Quite simply, medicine needs to catch up with the rest of society, and as such adopt some of the models other industries have created to recruit and retain the best and the brightest, regardless of gender. All bets are off during the grueling training years of course, but already there are fields that present different structures to the workday and different practice models to recognize the full potential of modern physicians while also making the practice of medicine less inimical to family life. Some physicians work in a shift model. The evolution of hospitalist positions across the countries gives physicians more predictability in scheduling and hours. My first year and a half as an attending anesthesiologist, I worked a position with no night or weekend call, during a period during which my husband was completing a busy surgical fellowship. It should however be noted that the number of hours I worked per week was actually the same as for my male partners, and frankly, because of the quirks of my daily schedule, sometimes I worked even more. But this configuration of hours was what worked best for my family and career at the time, and when Joe finished his training two years ago and was able take on a larger share of family responsibilities, I chose to return to the traditional practice track and now also work occasional nights and weekends. But it was just that: my choice. And it's a choice I am grateful I was able to make.
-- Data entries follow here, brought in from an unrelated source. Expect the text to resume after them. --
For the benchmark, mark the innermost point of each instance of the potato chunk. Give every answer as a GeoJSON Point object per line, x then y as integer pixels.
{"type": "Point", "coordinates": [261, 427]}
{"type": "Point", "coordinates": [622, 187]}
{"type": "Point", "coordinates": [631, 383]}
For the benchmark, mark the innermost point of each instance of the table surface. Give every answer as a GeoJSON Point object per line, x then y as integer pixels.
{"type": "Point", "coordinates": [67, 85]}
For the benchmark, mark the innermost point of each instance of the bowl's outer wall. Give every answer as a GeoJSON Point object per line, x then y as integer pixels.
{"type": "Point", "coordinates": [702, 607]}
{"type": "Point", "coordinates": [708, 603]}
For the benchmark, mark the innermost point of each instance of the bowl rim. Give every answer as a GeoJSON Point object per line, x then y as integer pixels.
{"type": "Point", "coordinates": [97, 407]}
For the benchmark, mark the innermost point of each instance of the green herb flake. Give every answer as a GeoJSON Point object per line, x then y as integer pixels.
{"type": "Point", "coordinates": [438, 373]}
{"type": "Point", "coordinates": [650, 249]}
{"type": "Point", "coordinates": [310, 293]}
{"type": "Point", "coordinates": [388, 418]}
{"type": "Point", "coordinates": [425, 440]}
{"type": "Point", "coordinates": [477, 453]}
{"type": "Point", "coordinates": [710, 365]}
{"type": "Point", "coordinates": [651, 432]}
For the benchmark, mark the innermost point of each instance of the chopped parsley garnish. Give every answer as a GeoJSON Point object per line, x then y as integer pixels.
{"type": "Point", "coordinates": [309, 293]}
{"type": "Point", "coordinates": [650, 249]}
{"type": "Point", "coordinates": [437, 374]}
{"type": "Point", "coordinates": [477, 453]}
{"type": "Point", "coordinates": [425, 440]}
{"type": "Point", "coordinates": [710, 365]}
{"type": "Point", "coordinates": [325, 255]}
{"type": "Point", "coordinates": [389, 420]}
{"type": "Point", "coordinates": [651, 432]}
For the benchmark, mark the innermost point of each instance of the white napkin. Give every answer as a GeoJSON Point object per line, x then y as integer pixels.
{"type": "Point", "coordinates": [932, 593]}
For all the points in Dr. Sibert's article with which I took issue, perhaps it's one she made at the end that I found most disheartening. She shares the story of a college student--one presumably interested in medicine--who asked the writer a perfectly reasonable question for someone contemplating a career: whether anesthesiology "is a good field for women." Instead of sharing with the student her experiences as a woman in medicine, talking frankly about the difficulties in achieving a work-life balance but also sharing her particular approach to juggling her duties in the hospital with the demands of the home, she curtly told her, "If you want to be a doctor, be a doctor." If that student ended up pursing a career in medicine after all, I can only imagine it was not because of that "advice," but in spite of it.
To that student and others like her, I want to say this: yes, anesthesiology is a good field for women. Yes, medicine is a good field for women. Yes you have to be committed, and yes, it's a lifetime of hard work, but also one of tremendous satisfaction. And a life in medicine doesn't have to define your life. So come, join us, but pick your mentors and role models well. We'll be here, cheering you on, and helping you with your decisions along the way, whatever they may be.
Dr. Michelle Au is an anesthesiologist at St. Joseph's Hospital of Atlanta. Her first book, "This Won't Hurt a Bit (and Other White Lies): My Education in Medicine and Motherhood" is a memoir about the modern medical training process.